The present invention relates to an emotional speech conversion method and apparatus using multitask learning with text-to-speech conversion.

Voice can be regarded as the composition of what should be conveyed-the content of the language-and the method of delivery-a style. Voice Conversion (VC) is an operation of changing a voice style while maintaining language content. This is a difficult task as language content may be lost or style information may not be changed during the conversion process.

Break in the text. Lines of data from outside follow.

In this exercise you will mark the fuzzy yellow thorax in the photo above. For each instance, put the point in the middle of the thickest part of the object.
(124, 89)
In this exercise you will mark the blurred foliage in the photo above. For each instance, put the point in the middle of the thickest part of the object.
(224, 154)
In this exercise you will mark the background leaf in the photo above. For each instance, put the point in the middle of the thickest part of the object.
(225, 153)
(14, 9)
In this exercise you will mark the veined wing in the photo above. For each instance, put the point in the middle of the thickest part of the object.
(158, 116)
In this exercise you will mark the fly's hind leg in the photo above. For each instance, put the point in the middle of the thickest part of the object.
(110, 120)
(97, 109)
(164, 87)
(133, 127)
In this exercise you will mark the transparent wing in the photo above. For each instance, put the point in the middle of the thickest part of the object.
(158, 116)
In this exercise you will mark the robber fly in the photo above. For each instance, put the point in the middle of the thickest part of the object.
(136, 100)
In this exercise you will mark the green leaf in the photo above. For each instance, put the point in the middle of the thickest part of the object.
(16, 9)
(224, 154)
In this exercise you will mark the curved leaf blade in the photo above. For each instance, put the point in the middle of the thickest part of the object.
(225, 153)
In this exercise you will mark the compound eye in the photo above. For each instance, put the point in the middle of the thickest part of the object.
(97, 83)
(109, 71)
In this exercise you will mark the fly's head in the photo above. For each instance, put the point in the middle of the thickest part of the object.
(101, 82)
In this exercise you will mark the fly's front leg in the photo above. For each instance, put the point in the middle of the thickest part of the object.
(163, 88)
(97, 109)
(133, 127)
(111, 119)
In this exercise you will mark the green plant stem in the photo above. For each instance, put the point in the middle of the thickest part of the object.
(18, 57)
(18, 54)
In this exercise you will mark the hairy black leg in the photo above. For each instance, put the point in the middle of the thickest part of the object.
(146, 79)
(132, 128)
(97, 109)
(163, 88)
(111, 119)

In the prior art, speech conversion has been performed using a frame-based approach. When considering the source and target voices, an alignment between the two voices is obtained, and then the acoustic properties of the source voice are transformed into the target voice. Various methods have been applied to model acoustic functions such as Gaussian Mixture Model (GMM), Deep Neural Network (DNN), and Recurrent Neural Network (RNN). The success of a sequence-to-sequence (seq2seq) model, which has been noted in the recent prior art, is also applied to speech conversion. During the training of the seq2seq speech conversion model, problems such as incorrect pronunciation and learning instability were observed. In this prior art, text supervision is added to each stage of the decoder output to improve the quality of speech conversion. However, this approach is limited because it requires clear alignment by human or Dynamic Time Wrapping (DTW).

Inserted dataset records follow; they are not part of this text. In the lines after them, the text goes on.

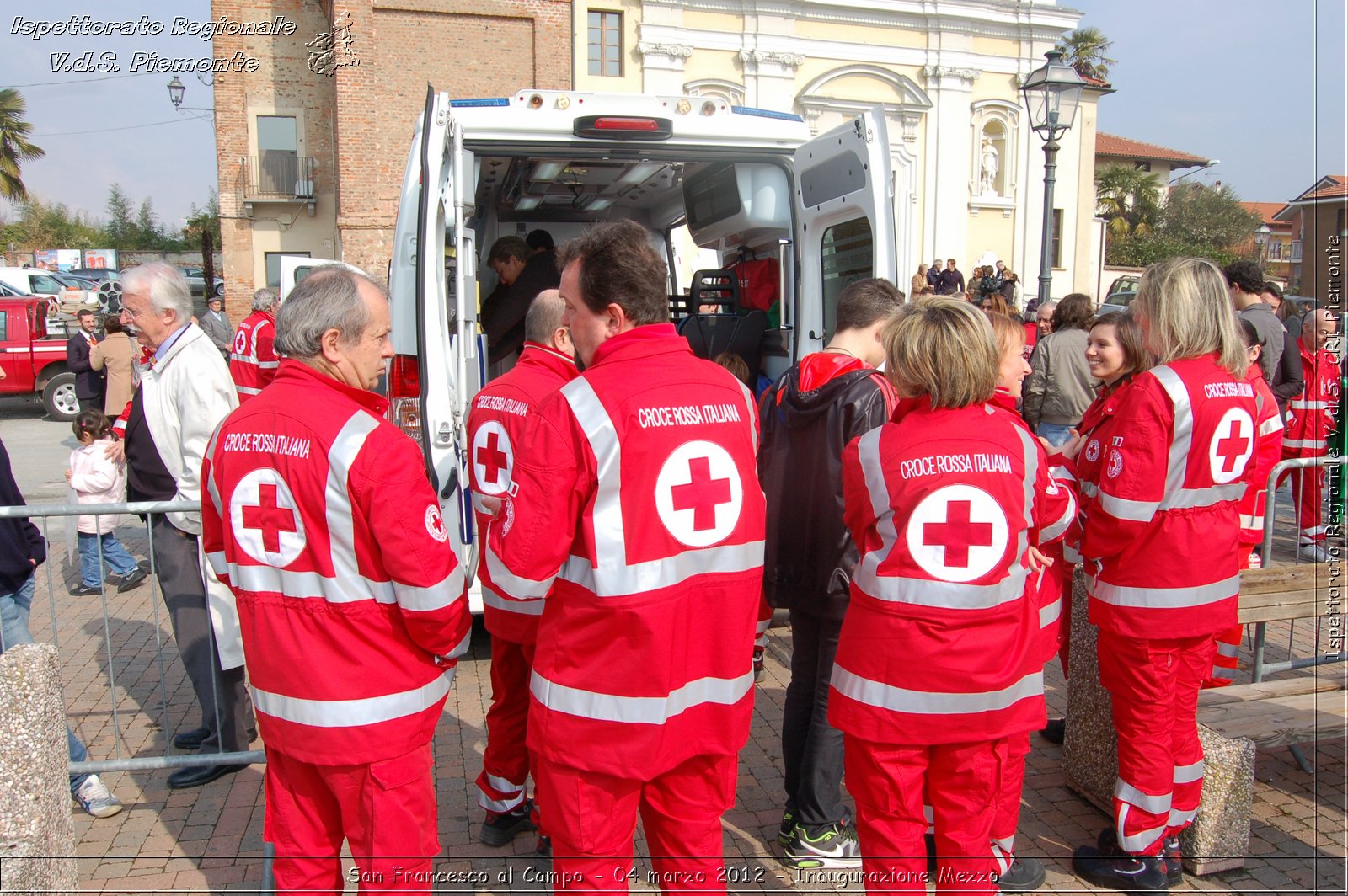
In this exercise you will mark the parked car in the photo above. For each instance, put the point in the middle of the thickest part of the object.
(34, 356)
(197, 283)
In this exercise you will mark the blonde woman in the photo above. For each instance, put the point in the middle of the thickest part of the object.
(1174, 461)
(937, 662)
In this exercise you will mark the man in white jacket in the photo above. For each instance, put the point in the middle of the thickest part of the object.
(181, 401)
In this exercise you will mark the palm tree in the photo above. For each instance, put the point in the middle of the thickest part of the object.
(1084, 51)
(1129, 199)
(13, 143)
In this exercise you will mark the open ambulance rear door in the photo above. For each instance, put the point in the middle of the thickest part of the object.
(433, 280)
(844, 221)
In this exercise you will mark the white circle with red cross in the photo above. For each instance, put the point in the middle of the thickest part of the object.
(957, 534)
(265, 519)
(1233, 445)
(698, 493)
(492, 458)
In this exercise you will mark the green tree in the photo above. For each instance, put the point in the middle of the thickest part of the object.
(1129, 199)
(120, 227)
(15, 147)
(1210, 216)
(1084, 51)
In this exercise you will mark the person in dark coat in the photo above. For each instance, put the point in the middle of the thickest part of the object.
(89, 383)
(523, 274)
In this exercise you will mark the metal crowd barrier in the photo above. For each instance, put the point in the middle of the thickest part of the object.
(42, 514)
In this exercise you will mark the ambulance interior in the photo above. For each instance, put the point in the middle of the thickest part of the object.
(719, 224)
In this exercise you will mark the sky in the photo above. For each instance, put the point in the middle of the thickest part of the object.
(1258, 84)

Traditionally, frame-based models have been used to solve VC. Given the source and target voices, their alignment is found by the DTW. Then, the transformation between the acoustic properties of the aligned frames is modeled. Recently, the seq2seq model was proposed in VC. In this model, the model jointly learns the alignment and frame transformation by attention mechanisms without explicit temporal alignment. However, the performance of VC is not sufficient because the converted voice may lose language information. For example, the same word may be repeatedly generated, some words may be deleted, or mispronounced. Text supervision is added to the VC to prevent this speech phenomenon, but explicit alignment is required. Unlike previous work, TTS was used to guide language information to the VC. No explicit alignment is required for this approach.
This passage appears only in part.